Gs of North, Gs of South

  • Nearly all the international institutions and fora that emerged post-1945 reflect the North-South divide — from the United Nations and its offshoots to financial institutions such as the World Bank and IMF to the various “Gs”, or constellations of nations with shared interests.
  • Much before the G20 came into being, the G7 came up, during the economic crises of the 1970s. It comprised France, Canada, Italy, West Germany, the United States, the United Kingdom and Japan — the strongest economic powers of the time.
  • There were other ‘Gs’ too, notably among nations from the South, such as the G77 (1964) and the G24 (1971). These largely unsuccessful groupings were born out of a desire to counterbalance the dominance of the North in global governance. But by doing so, they too affirmed rather than challenged the North-South dichotomy.

The rise of China, India, Brazil

  • However, entering into the last decade of the 20th century, the North-South divide, while still very much in existence, was no longer as clear cut as earlier. Emerging economic powers such as China, India, and Brazil exhibited characteristics of both the North and the South.
  • On one hand, their gross national income could rival that of richer Global North nations.

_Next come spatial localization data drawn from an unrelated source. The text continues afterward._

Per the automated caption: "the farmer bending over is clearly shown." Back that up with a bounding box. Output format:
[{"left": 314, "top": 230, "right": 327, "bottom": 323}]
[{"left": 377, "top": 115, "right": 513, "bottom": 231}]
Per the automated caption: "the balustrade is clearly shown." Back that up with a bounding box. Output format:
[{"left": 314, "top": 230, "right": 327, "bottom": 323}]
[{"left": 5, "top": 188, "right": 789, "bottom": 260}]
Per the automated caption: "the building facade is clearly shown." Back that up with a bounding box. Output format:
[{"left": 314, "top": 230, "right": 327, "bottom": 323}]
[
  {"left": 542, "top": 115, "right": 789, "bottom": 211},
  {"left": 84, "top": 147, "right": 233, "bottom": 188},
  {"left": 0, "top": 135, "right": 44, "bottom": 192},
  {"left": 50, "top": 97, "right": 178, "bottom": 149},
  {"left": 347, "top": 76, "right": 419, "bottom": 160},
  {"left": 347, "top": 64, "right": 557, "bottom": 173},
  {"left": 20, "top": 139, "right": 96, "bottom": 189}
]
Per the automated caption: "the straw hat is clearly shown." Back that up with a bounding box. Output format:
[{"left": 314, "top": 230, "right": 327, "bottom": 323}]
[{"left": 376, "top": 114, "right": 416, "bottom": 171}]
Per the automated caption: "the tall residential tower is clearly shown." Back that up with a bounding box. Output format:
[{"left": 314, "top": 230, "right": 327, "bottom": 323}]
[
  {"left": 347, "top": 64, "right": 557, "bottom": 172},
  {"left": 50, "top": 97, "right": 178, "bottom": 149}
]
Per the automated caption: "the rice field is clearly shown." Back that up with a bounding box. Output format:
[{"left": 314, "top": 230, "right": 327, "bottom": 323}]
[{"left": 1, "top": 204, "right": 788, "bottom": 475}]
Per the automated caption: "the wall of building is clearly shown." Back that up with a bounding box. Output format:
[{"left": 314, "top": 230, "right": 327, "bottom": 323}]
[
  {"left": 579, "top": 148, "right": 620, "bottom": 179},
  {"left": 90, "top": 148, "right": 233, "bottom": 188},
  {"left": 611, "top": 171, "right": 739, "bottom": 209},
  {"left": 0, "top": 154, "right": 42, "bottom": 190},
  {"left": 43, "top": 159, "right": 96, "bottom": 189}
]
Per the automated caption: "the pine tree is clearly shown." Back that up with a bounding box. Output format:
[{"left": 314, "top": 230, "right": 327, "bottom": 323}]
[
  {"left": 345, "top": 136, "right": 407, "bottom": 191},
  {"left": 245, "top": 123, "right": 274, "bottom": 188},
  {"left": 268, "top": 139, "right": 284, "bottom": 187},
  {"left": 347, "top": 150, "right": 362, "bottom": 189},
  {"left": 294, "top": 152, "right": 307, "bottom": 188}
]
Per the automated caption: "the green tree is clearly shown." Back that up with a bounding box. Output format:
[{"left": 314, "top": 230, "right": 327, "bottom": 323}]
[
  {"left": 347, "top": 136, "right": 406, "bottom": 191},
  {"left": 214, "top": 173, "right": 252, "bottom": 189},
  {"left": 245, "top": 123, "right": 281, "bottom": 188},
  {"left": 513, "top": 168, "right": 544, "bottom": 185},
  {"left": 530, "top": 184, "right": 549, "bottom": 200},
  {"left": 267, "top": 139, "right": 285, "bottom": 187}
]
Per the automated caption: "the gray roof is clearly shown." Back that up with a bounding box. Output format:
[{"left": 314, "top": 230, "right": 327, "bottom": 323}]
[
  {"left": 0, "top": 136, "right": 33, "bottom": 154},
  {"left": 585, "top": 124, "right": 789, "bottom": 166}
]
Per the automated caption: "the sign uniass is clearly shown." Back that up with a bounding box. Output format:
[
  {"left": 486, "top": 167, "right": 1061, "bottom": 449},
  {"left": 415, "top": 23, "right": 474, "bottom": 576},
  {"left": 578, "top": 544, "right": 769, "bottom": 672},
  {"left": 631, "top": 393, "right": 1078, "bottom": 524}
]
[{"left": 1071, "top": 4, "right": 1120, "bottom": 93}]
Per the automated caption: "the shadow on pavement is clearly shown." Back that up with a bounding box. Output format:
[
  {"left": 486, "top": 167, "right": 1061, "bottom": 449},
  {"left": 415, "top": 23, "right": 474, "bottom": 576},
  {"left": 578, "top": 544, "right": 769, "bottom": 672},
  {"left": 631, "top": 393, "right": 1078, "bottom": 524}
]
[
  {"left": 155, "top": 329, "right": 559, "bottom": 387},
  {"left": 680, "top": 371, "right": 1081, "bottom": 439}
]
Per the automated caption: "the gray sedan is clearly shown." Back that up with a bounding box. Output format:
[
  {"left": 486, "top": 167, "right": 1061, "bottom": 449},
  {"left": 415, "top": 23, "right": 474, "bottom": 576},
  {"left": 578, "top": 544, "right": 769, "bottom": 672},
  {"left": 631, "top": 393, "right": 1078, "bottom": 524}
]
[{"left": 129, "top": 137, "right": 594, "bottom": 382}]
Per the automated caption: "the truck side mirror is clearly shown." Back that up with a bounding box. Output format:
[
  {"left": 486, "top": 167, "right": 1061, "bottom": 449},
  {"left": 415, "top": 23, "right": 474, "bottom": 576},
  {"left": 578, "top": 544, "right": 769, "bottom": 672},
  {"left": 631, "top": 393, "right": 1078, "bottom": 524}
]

On the other hand, socially and politically, they were grappling with challenges that are typical to the Global South.
  • Despite the breadth and depth of their socio-economic challenges, the sheer weight of their populations and the growing size of their economies underlined the significance of these countries to the rest of the world.
  • This is why the G20 – where nations from both the Global North and South are equal members – is important.
  • The G20 was founded in the aftermath of the Asian financial crisis, but it became truly important in global geopolitics post the 2008 global economic crisis.

Conclusion- As much of the world reeled from the effects of the recession, it was obvious that only North countries could not provide all solutions, and that the Global South needed to have a greater say in the way global challenges were addressed.